An approximate asymptotic high-frequency solution is obtained for the field exterior to a two-dimensional circular conducting cylinder with a thin dielectric/ferrite coating. The formal integral representation for the field is evaluated asymptotically via the stationary phase method for the field in lit region and via the residue theorem for the field in shadow region. The obtained solution is cast in the format of the geometrical theory of diffraction (GTD). In the lit region, the geometrical optics (GO) solution consists of the direct incident ray and the reflected ray. The ray picture associated with the reflected ray for the coated cylinder remains the same as that for the conducting cylinder without coating.

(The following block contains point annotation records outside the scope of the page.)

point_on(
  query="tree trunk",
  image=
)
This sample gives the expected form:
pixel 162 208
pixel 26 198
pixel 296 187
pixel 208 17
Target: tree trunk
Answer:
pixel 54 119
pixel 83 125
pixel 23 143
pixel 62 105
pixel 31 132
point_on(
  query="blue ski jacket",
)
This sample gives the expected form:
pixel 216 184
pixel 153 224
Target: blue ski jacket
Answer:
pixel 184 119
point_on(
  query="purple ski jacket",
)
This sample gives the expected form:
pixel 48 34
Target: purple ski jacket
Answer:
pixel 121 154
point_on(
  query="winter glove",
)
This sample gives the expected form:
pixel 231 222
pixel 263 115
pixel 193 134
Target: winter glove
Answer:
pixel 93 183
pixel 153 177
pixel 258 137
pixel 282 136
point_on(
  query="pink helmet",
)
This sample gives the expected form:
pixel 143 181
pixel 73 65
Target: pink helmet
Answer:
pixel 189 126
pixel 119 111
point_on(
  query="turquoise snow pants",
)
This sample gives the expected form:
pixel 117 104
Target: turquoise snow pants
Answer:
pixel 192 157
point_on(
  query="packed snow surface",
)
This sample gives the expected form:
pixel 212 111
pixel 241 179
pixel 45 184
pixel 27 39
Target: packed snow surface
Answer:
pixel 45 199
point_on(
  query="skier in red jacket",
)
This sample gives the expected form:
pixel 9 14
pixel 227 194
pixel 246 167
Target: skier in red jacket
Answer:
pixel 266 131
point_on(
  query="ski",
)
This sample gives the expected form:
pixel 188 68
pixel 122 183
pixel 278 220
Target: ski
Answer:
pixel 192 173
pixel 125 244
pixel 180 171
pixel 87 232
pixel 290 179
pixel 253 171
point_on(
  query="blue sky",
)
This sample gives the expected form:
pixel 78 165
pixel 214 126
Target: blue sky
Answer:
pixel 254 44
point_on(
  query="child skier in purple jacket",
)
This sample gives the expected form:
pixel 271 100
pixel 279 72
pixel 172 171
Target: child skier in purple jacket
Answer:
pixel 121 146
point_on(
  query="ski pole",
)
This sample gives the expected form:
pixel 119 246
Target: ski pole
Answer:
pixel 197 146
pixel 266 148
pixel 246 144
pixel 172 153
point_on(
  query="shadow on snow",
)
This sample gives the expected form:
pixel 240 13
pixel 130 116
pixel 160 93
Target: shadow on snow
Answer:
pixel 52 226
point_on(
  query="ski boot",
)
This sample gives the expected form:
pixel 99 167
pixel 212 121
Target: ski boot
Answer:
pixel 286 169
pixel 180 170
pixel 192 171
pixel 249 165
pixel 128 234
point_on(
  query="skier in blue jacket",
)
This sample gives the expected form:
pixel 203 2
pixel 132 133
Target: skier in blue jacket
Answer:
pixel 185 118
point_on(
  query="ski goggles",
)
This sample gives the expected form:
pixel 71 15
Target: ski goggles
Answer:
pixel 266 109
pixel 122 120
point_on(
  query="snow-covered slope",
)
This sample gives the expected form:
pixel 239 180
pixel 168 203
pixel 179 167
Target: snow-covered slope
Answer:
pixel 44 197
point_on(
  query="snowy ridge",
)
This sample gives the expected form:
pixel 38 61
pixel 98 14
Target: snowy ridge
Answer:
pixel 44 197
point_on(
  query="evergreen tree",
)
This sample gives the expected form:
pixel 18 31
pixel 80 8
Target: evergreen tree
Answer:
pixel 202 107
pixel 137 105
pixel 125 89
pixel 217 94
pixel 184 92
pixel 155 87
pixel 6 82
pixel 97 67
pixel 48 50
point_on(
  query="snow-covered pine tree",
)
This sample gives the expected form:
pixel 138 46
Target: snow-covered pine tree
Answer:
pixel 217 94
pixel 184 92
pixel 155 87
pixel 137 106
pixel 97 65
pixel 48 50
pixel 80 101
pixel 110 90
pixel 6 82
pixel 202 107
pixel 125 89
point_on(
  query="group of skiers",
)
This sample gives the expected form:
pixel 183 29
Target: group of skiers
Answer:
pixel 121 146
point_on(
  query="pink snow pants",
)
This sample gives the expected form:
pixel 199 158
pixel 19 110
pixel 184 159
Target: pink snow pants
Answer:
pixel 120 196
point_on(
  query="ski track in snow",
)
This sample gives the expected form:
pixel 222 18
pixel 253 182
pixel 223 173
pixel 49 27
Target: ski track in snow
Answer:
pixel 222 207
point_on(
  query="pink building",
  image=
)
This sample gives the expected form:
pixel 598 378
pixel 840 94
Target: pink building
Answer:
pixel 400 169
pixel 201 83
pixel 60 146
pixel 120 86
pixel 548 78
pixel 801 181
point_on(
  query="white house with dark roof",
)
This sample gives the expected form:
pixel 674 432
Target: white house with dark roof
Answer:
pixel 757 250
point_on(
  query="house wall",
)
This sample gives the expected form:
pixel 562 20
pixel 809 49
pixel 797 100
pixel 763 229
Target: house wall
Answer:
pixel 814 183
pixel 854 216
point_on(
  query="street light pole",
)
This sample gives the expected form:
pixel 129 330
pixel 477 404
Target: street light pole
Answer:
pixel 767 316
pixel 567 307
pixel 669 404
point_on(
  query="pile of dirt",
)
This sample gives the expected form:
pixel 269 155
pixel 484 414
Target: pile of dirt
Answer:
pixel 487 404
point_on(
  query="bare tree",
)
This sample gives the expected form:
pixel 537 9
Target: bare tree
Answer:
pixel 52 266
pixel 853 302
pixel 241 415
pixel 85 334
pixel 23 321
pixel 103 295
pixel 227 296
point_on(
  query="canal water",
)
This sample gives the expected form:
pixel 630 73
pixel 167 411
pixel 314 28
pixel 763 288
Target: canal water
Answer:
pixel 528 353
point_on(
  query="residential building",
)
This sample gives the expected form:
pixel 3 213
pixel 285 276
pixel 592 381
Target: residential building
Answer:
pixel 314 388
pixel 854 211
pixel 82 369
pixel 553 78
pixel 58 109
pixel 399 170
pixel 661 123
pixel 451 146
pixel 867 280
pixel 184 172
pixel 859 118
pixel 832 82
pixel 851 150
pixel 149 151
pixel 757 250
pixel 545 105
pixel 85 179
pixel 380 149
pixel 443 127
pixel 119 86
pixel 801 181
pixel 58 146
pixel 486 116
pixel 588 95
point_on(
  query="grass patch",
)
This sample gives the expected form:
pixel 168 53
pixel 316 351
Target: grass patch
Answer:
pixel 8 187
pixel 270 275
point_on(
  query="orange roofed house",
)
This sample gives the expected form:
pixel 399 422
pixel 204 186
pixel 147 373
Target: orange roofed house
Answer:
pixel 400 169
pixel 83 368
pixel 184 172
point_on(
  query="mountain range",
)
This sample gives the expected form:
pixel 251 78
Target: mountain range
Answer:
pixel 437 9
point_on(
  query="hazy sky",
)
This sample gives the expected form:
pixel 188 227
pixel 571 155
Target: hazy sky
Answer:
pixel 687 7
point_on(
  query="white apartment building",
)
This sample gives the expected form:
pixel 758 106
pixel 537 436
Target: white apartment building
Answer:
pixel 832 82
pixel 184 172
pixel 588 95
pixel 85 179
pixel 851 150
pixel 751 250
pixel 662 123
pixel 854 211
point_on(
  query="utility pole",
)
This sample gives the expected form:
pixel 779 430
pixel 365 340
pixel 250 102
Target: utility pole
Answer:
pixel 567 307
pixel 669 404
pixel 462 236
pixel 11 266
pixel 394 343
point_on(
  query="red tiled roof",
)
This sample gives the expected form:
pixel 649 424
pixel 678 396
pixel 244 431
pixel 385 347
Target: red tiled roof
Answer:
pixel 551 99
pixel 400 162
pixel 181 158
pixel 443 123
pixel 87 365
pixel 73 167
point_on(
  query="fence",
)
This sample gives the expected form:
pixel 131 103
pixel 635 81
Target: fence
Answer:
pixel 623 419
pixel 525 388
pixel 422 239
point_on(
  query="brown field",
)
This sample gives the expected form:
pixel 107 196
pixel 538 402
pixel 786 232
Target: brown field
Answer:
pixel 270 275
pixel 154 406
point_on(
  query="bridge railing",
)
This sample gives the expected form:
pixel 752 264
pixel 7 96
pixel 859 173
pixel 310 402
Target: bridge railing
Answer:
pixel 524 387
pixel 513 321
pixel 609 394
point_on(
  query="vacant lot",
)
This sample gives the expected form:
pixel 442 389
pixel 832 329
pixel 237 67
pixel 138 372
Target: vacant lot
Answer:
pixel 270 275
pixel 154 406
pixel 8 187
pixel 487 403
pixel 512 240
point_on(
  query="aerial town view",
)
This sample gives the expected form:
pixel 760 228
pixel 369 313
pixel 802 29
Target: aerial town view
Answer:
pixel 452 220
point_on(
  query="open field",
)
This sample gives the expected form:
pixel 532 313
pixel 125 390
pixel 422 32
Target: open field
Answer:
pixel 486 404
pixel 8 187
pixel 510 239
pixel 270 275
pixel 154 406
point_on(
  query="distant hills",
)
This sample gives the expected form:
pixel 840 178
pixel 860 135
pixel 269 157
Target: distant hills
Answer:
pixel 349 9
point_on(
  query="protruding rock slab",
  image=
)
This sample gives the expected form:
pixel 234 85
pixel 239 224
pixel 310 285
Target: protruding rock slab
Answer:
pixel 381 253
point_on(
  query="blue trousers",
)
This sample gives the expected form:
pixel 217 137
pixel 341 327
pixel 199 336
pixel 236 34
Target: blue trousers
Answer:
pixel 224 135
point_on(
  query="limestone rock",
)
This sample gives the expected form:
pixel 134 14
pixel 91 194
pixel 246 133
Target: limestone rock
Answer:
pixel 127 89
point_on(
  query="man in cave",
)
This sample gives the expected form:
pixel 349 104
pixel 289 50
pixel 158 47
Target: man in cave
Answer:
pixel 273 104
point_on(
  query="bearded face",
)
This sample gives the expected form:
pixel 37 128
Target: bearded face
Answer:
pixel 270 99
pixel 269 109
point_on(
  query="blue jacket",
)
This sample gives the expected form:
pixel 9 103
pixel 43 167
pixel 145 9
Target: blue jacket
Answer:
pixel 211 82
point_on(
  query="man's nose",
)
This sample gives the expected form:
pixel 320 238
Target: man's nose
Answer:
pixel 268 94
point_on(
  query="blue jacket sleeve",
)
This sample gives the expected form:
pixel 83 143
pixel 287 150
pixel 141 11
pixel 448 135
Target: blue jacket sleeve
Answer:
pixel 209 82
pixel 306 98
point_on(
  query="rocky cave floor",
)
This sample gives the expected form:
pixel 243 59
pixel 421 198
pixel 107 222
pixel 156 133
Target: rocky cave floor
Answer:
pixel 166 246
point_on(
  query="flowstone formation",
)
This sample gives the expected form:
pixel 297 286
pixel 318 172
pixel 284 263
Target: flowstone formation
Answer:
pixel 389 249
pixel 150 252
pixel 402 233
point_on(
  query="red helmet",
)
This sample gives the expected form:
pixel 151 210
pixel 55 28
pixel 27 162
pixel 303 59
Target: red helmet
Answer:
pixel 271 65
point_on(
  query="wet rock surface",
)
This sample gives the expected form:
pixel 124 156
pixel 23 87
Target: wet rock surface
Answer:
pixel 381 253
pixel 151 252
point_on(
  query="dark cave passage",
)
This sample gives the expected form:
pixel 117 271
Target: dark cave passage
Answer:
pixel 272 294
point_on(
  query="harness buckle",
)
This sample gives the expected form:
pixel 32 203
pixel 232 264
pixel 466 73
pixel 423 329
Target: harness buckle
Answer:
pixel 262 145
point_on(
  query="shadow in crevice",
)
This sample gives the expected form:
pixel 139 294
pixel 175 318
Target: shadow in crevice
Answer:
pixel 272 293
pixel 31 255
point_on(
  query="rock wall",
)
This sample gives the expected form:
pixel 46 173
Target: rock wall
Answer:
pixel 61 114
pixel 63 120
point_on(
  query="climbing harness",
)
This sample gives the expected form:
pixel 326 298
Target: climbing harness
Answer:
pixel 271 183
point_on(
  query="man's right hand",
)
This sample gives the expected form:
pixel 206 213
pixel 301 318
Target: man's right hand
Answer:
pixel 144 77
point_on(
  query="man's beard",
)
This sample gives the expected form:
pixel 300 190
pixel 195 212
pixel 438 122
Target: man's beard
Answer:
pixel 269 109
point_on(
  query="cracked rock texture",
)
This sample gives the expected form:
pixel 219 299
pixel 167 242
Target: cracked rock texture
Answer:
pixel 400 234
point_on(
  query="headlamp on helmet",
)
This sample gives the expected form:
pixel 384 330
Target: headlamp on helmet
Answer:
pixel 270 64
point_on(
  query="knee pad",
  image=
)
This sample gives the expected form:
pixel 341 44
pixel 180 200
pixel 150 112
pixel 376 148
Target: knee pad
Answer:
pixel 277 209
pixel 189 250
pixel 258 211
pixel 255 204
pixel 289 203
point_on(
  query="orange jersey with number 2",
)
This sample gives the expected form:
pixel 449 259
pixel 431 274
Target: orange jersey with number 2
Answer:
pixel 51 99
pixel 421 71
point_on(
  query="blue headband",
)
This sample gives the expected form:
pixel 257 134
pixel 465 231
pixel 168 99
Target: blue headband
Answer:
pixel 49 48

The reflection coefficient for the field reflected at the specular reflection point on the coated circular surface is approximated by the reflection coefficient for a grounded planar dielectric/ferrite slab with a plane wave incidence. In the shadow region, the residue series solution can be interpreted as the usual creeping wave diffraction of the GTD solution with the same ray path as the diffracted field associated with the conducting cylinder without coating. In the transition regions adjacent to the shadow boundaries where the pure ray-optical solution fails, a 'universal' transition integral of the uniform GTD (UTD) is employed to obtain the uniform solution. Numerical data for the essential transition integral is deduced, via a heuristic approach, from the exact eigenfunction solution together with the GTD solutions for the coated cylinder. The solution is convenient for the engineering applications due to its simple ray format. Numerical results obtained from the UTD solution for the cylinder with thin coating show excellent agreement with the exact eigenfunction.